We now shift the focus of the story to her life in the army, as a child and as an army wife. She says, “Both lives had their pros and cons, I can’t say which is better, because, I was able to settle down and get comfortable in both lives quickly and easily.”
“When we were in Cantonment, we had some privileges that we took for granted. You tend to miss those when you move out.” She adds, “But, the army did help me adapt to different environments and even though living outside cantonments, was an eye-opener for me in the beginning, I was able to settle down.”
Life outside helped her grow, she got to meet people from different backgrounds and learn more about the outside world.
In all her experiences and works, there was one force that was always there to support her – Her family.
Sandhu claims, “Without family support, you cannot move forward. My family has supported me in all my endeavours.”
She remembered an instance that clearly sheds some light on the situation of families in our Indian households, “When I joined rotary and got into social service, I was the only woman in my club of men. Men used to come to the events with their spouses, so when I became the secretary of my club, many women told me whenever their spouses had to do something for the club, they had time, whenever they tell them to do something for home, they didn’t.”
This simple incident inspired her to write her second book, ‘Vinegar and Honey For Perfect Harmony’.
“The book not only highlighted Rotary International’s annual theme, Peace through Service, it also brought the topic of marital relationships forward.” She points out, “I wrote that service begins at home. You cannot be a good social worker if you are not taking care of the basic duties at home.”
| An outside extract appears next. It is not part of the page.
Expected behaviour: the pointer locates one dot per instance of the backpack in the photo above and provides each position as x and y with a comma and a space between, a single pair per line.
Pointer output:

Her most recent venture – a story that was later adapted into a play titled, In Her Shoes, has been selected for Kala Ghoda Arts Festival, Mumbai. Apart from that, her short film, where she worked with NCC cadets to highlight the issue of saving water, Wakeup call before we fall, is another work of creativity by the enterprising mother.
Nupur Sandhu’s incredible journey as a teacher, counsellor, writer, and as a mother, shows that age is just another number and it’s never too late for an adult to learn something new and grow in life.